I woke up this morning to the buzzer on my oven going off... I cooked fish sticks at 425 degrees for 5 hours last night. my house smells awesome
You were in the bathroom for two hours practicing "Revenge Faces".
what is the aproppriate waiting time between having sex and playing super Mario brothers
6 min
I'm pretty sure we got the cab driver deported
Just woke up bloody and clutching a rear view mirror I'm pretty sure is from my car. For those of you keeping score at home this is why I stopped drinking four loko.
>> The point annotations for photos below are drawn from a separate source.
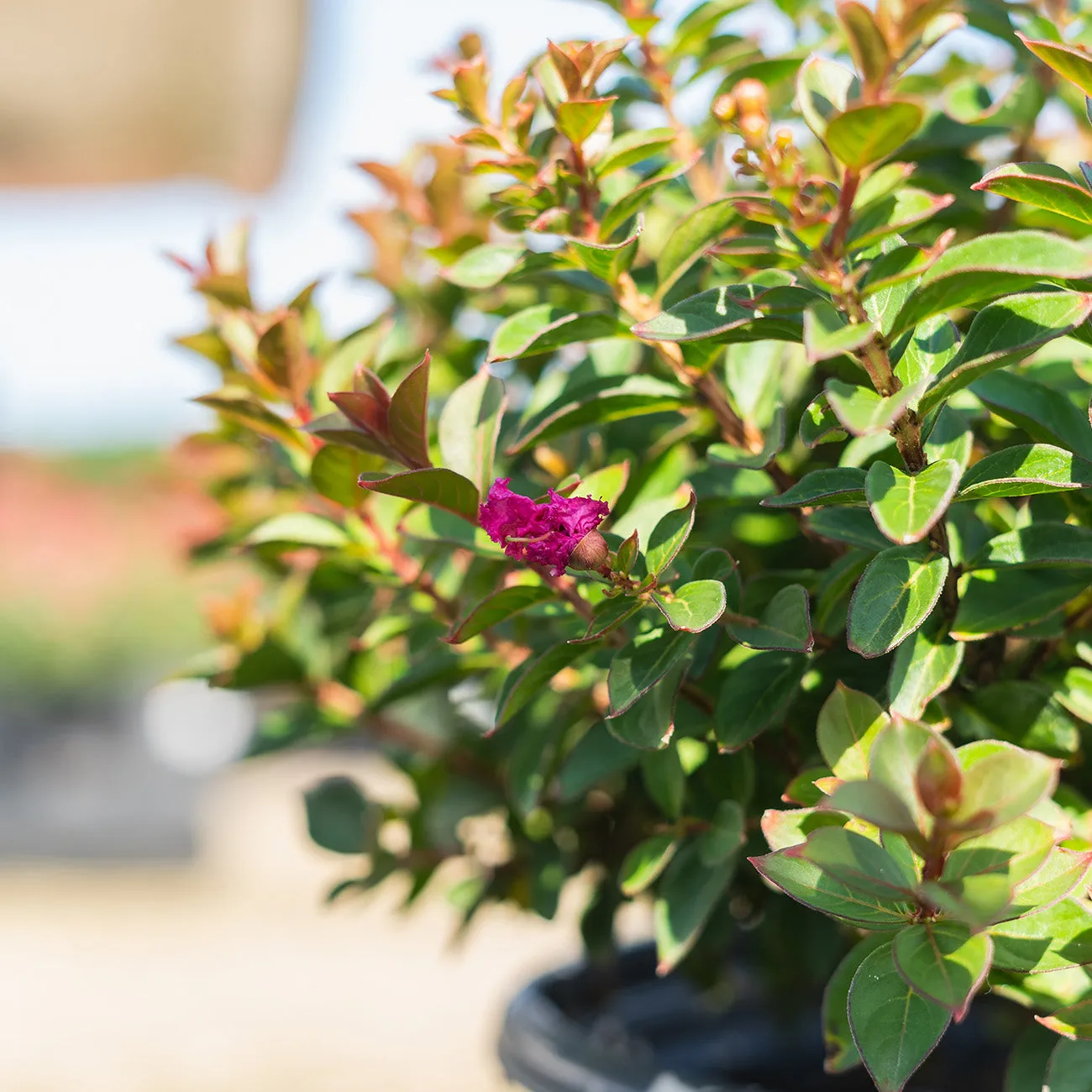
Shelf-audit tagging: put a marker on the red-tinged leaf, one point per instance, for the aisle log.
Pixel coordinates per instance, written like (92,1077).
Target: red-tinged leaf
(433,485)
(407,418)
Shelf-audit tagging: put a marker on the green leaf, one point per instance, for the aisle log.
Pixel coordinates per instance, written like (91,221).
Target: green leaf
(644,864)
(469,428)
(1052,939)
(599,402)
(822,90)
(1042,186)
(528,680)
(543,328)
(1004,785)
(650,722)
(407,416)
(995,600)
(691,237)
(436,486)
(837,485)
(338,816)
(579,118)
(1069,61)
(1043,413)
(1074,1021)
(943,962)
(809,885)
(848,723)
(841,1051)
(637,667)
(865,413)
(633,148)
(1069,1067)
(731,313)
(827,334)
(669,536)
(866,134)
(858,863)
(896,593)
(687,895)
(1005,332)
(906,507)
(895,1027)
(993,265)
(695,606)
(499,607)
(785,623)
(754,696)
(335,472)
(298,528)
(1025,470)
(1038,544)
(921,669)
(484,266)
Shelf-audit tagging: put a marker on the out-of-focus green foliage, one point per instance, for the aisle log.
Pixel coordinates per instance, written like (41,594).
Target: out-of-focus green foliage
(825,355)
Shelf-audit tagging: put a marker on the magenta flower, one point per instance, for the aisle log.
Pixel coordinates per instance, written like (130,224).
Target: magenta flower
(543,534)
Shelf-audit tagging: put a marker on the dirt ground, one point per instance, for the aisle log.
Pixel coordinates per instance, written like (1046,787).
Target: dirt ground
(230,975)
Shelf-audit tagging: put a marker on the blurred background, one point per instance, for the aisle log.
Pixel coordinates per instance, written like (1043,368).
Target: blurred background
(160,907)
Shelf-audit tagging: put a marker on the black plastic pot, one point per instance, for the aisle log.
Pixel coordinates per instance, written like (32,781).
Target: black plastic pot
(585,1030)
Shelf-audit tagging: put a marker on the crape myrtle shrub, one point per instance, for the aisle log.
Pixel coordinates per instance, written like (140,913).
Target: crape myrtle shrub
(706,512)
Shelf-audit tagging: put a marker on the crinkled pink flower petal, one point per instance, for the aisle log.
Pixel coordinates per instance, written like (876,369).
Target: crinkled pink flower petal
(544,534)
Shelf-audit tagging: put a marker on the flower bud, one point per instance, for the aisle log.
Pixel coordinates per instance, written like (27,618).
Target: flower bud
(752,97)
(590,553)
(724,108)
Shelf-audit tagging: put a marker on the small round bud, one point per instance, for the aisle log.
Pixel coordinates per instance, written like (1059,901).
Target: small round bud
(753,128)
(724,108)
(590,553)
(752,97)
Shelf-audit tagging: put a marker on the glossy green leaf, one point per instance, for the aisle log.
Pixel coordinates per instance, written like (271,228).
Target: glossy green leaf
(754,696)
(993,265)
(785,625)
(848,723)
(1037,544)
(1052,939)
(688,891)
(637,667)
(837,485)
(650,722)
(1042,186)
(694,606)
(862,412)
(995,600)
(599,402)
(690,239)
(543,328)
(645,863)
(436,486)
(809,885)
(298,528)
(528,680)
(470,426)
(862,135)
(896,593)
(921,669)
(895,1027)
(1005,332)
(906,507)
(669,536)
(484,266)
(827,334)
(943,962)
(499,607)
(407,416)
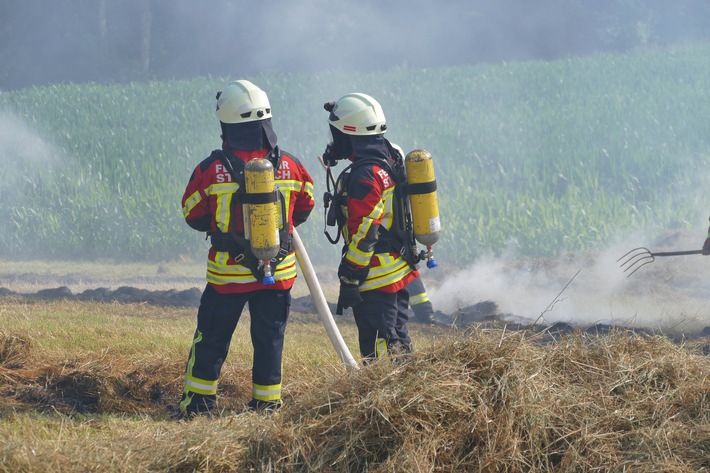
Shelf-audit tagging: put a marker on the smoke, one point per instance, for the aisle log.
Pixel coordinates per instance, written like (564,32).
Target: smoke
(21,150)
(668,294)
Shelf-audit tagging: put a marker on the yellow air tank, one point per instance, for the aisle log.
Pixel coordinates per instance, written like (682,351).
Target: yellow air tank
(421,187)
(261,219)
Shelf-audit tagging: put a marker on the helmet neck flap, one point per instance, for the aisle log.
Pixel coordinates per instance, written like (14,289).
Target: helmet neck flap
(249,136)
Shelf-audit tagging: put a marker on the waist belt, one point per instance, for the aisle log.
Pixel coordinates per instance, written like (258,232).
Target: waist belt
(225,242)
(387,245)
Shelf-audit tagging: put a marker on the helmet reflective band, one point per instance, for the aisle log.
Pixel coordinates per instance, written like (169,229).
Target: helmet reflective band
(358,114)
(241,102)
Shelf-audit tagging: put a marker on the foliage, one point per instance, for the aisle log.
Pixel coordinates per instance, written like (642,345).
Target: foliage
(538,157)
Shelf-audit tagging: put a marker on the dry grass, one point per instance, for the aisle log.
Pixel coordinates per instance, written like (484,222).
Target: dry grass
(484,400)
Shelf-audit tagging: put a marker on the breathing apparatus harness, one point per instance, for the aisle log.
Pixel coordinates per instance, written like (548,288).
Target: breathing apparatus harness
(400,238)
(237,245)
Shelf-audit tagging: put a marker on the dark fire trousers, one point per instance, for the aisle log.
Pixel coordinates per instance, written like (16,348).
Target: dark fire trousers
(381,320)
(217,319)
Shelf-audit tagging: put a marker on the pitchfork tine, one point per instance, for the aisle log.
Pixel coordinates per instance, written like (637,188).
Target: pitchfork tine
(636,259)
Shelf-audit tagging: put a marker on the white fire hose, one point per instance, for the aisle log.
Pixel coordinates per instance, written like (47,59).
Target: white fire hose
(321,304)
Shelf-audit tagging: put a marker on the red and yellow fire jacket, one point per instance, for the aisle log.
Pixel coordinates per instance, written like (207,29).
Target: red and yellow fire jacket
(370,205)
(207,206)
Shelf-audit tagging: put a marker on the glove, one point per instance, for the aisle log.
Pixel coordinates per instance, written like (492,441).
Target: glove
(349,296)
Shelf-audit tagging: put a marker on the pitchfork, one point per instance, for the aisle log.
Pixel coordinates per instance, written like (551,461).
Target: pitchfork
(641,256)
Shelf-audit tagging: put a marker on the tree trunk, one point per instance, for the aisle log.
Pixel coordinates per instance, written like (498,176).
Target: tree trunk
(145,19)
(103,29)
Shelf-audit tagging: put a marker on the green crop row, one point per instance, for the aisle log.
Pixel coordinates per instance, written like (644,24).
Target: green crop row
(541,157)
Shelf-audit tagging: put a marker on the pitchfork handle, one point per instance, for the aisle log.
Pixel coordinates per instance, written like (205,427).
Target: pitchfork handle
(678,253)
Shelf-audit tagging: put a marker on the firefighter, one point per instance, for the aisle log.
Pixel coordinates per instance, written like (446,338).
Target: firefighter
(373,274)
(419,303)
(706,245)
(213,202)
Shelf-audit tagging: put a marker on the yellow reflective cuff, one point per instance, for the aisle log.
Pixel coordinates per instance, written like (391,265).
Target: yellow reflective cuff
(418,299)
(380,347)
(200,386)
(190,203)
(266,393)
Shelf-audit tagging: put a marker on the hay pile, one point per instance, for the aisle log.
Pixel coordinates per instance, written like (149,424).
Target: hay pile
(488,400)
(501,402)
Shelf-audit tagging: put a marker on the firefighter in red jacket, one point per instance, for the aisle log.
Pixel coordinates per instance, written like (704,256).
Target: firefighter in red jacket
(373,274)
(212,204)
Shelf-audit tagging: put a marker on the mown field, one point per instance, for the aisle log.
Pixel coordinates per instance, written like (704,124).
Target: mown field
(533,159)
(86,387)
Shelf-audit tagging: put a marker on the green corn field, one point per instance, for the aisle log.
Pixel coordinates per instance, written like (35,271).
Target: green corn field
(537,158)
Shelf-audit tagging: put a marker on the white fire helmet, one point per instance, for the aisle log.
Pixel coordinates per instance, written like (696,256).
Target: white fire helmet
(357,114)
(241,102)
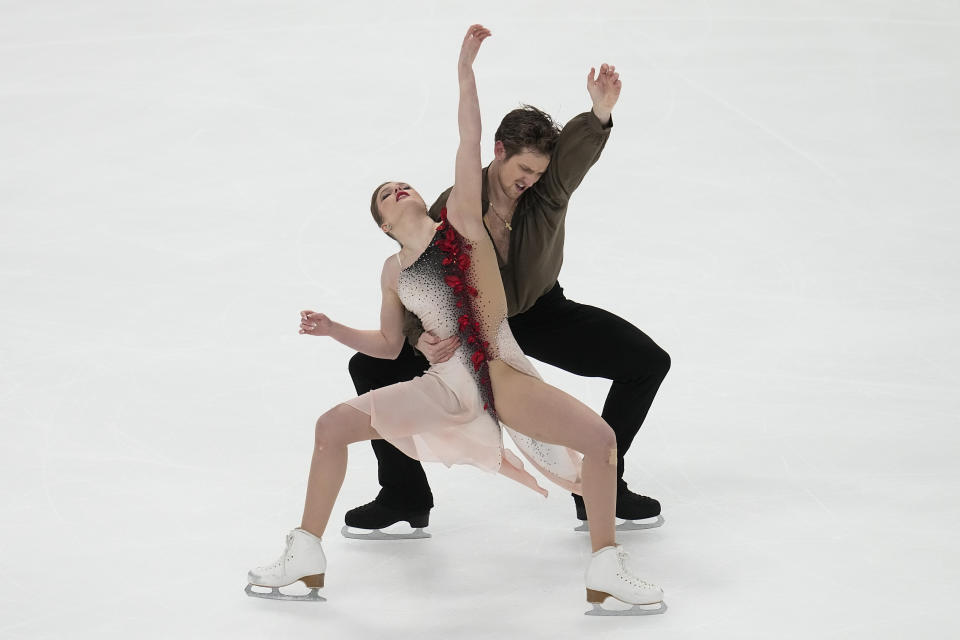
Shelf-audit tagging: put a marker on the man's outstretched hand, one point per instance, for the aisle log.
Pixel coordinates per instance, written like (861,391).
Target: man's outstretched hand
(604,90)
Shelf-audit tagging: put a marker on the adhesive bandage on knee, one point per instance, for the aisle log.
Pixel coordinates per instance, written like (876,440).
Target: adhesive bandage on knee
(612,459)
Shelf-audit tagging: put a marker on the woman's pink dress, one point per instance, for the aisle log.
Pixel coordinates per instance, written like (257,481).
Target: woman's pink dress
(448,414)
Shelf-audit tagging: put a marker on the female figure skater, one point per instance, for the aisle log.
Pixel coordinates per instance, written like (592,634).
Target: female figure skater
(448,276)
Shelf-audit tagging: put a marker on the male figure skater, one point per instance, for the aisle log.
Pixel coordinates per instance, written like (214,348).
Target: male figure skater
(526,189)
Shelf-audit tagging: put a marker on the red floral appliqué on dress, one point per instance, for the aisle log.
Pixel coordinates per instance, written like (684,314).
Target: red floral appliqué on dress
(456,262)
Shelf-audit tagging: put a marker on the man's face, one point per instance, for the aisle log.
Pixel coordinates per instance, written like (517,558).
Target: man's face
(521,171)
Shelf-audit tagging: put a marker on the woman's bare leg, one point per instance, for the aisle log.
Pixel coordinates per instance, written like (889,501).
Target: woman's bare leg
(536,409)
(337,428)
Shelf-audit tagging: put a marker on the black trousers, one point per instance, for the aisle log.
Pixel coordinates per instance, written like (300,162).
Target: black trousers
(578,338)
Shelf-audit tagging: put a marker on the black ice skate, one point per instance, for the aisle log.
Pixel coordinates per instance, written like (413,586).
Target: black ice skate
(373,516)
(633,511)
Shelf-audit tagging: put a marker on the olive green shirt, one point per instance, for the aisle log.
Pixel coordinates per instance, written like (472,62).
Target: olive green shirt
(536,241)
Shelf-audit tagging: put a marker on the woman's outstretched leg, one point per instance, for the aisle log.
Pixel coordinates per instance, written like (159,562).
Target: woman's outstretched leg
(337,428)
(536,409)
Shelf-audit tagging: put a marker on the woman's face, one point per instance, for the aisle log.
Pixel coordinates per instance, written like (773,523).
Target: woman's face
(397,199)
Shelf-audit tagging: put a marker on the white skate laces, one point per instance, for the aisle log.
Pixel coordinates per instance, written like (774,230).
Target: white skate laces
(302,560)
(627,575)
(611,580)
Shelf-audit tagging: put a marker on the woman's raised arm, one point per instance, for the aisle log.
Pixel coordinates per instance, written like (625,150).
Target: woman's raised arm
(464,208)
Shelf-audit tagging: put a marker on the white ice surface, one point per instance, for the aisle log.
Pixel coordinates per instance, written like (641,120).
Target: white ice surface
(777,207)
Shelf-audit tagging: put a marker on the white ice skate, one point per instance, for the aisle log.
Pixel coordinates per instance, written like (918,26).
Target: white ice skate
(302,560)
(609,577)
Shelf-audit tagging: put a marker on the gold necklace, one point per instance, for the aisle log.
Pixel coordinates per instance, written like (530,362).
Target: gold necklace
(497,213)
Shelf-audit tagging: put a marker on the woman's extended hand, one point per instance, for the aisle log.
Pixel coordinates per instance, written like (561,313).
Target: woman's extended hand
(476,34)
(316,324)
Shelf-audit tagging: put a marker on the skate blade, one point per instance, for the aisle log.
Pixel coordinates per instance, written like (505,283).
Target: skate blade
(377,534)
(276,594)
(635,610)
(628,525)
Hey everyone. This evenings celebration will commence with a cocktail hour at genghis at 830 to be followed with an upscale dining experience at taco bell at 10. All are welcome. This is not a joke. Thank you
...then she kept trying to make balloon animals with my flacid penis. I'm never drinking whisky with you again.
it was like lady and the tramp only with a jello shot on the pool table
hey the jello shots wont freeze
How much Everclear did you put in them?
uhhh all of it
It was right before we played jenga with champagne glasses for a good half hour
Def over. He sent me a nude selfie but cropped it right above his junk. Total Silence of the Fucking lambs looking.
I discovered a new stretch mark. DONE. LITERALLY DONE.
I was too lazy to get my chapstick out of my purse so i lubed up my lips with pizza grease. On a scale of 1-10 how embarassed should i be?
Haha we both slept with guys named Brad born on may 1st. This is a proud day for sisters.